Девятнадцатого ноября Кеннет Старр предстал перед Комитетом по юридическим вопросам Палаты представителей. И в докладе, и в комментариях к нему он вышел далеко за пределы своих полномочий, состоявших в том, чтобы сообщить Конгрессу об обнаруженных им фактах. Доклад Старра уже критиковали за то, что в нем отсутствовало одно очень важное для меня положение — заявление Моники Левински о том, что я никогда не просил ее лгать.
В заявлении Старра содержались три удивительные вещи. Во-первых, он сказал, что не обнаружил никаких доказательств предосудительных действий с моей стороны или со стороны Хиллари в ходе расследования возможных финансовых нарушений, допущенных отделом командировок Белого дома, как не обнаружил и нарушений при обращении с досье ФБР. Конгрессмен Барни Фрэнк из Массачусетса спросил его, когда он пришел к такому заключению. «Несколько месяцев назад», — ответил Старр. Тогда Фрэнк поинтересовался, почему он не снял с меня эти обвинения еще до выборов и не включил это заключение в свой доклад, «в котором было много негативной информации о президенте». Ответ Старра был уклончивым и невразумительным.
Во-вторых, Старр признал, что беседовал с журналистами о расследовании, что было нарушением правила о неразглашении показаний большому жюри. Наконец, он отрицал под присягой, что его сотрудники пытались заставить Монику Левински носить скрытый диктофон, чтобы записывать разговоры с Верноном Джорданом, мною или другими людьми. Когда ему предъявили отчет агентов ФБР, из которого следовало, что в действительности такие попытки имели место, он снова ответил уклончиво. Газета
Тот факт, что Старру пришлось признаться в разглашении показаний большому жюри, и то, что он дал ложные показания под присягой, ничуть не умерило ни его собственного пыла, ни активности республиканцев в Комитете по юридическим вопросам. Они считали, что «хозяева поля» могут играть по собственным правилам.

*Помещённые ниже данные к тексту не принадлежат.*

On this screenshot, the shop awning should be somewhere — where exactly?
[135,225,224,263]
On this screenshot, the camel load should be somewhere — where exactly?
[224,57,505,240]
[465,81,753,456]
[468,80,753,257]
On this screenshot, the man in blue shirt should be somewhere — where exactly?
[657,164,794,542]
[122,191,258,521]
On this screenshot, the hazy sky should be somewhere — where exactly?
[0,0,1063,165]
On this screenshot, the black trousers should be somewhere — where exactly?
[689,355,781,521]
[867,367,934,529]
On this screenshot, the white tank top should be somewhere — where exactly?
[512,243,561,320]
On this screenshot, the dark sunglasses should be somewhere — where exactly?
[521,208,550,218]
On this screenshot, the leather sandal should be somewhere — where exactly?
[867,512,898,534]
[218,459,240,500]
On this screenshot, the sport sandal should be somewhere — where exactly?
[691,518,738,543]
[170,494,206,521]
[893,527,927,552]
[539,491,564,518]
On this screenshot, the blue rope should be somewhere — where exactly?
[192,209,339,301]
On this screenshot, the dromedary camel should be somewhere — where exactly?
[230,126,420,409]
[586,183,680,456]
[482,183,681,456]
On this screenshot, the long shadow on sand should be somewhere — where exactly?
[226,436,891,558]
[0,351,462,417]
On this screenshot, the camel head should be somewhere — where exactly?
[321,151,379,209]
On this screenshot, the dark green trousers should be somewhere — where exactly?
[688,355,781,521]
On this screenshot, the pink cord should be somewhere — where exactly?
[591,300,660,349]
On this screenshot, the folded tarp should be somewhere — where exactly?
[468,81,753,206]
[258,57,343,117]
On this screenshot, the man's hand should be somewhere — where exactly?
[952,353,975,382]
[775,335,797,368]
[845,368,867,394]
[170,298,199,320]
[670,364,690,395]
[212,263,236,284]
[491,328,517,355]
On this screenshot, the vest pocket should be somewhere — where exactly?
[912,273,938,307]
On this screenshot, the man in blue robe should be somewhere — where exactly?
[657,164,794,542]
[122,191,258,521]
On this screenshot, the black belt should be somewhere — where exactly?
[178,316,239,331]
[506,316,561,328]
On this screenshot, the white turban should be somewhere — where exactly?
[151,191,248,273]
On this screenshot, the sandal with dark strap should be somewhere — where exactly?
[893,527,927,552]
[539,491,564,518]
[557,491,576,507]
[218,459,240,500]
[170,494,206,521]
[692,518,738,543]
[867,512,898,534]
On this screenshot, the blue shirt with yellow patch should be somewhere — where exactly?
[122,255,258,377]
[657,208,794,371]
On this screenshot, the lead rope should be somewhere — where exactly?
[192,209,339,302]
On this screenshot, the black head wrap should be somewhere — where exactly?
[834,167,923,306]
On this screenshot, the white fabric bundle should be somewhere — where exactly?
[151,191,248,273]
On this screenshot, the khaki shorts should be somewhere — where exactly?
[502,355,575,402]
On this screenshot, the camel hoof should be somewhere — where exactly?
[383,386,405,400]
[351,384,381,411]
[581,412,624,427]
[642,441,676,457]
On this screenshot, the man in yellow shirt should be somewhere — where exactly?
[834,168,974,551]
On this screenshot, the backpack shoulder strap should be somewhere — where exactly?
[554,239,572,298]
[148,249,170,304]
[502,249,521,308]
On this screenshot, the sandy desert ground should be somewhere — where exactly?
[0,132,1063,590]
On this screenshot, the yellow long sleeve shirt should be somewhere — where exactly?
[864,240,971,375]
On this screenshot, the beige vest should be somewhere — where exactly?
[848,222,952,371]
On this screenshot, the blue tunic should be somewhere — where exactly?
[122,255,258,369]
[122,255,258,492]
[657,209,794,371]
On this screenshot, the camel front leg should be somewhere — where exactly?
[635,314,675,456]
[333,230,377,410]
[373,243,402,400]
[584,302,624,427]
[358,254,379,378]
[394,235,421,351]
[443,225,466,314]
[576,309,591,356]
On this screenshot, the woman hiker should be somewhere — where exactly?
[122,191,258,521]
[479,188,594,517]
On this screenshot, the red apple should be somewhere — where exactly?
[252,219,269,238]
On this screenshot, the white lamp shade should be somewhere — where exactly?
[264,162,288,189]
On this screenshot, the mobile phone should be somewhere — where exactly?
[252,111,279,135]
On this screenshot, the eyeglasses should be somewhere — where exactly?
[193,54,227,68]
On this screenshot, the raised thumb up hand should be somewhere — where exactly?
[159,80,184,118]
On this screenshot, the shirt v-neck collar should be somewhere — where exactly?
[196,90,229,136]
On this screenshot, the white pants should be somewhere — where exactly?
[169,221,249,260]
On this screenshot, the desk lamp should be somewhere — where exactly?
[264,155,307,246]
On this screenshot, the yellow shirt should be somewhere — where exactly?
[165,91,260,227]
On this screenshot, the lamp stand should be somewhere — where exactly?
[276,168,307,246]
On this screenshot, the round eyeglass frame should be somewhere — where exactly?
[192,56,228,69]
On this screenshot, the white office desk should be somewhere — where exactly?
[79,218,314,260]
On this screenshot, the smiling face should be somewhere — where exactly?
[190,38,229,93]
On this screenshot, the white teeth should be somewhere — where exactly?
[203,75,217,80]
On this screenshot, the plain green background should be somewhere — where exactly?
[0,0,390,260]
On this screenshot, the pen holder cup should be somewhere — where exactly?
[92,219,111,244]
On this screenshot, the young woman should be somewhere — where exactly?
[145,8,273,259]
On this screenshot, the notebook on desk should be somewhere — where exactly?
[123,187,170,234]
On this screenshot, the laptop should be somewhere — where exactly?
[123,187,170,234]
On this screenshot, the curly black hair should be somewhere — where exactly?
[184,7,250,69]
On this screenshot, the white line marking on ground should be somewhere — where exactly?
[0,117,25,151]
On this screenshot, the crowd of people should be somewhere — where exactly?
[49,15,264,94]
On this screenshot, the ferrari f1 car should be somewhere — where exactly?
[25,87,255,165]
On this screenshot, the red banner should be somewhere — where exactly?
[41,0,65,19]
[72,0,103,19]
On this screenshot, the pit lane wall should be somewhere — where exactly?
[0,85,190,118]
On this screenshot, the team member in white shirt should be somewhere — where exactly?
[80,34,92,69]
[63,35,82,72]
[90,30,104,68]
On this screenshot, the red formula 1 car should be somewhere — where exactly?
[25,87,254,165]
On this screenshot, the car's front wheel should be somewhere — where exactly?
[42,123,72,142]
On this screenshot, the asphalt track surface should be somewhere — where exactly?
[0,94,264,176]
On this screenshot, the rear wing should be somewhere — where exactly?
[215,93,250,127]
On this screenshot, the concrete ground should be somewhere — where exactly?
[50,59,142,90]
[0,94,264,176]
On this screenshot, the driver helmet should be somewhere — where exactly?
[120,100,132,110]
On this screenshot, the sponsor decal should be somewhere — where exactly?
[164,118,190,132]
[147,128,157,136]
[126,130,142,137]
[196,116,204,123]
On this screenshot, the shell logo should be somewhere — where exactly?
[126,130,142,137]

На следующий день Сэм Дэш ушел в отставку с поста советника Старра по этическим вопросам, заявив, что Старр, позволив себе сделать замечания на слушаниях в Конгрессе, тем самым «незаконно» вмешался в процесс импичмента. Как любила говорить моя мать, Дэш «опоздал на целый день»: Старра уже давно не беспокоила законность его действий.
Сразу после Дня благодарения конгрессмены-республиканцы, вернувшись в Вашингтон, избрали новым спикером Палаты представителей Боба Ливингстона из штата Луизиана, который до этого был председателем Комитета по ассигнованиям. Он должен был занять этот пост в январе, в начале новой сессии Конгресса. К тому времени большинство людей уже считало, что попытка подвергнуть меня импичменту сорвалась. Против импичмента выступили несколько умеренных республиканцев, заявив, что выборы ясно показали: большинство американцев предпочли бы, чтобы Конгресс, вынеся мне выговор или порицание, занялся своим основным делом — законотворчеством.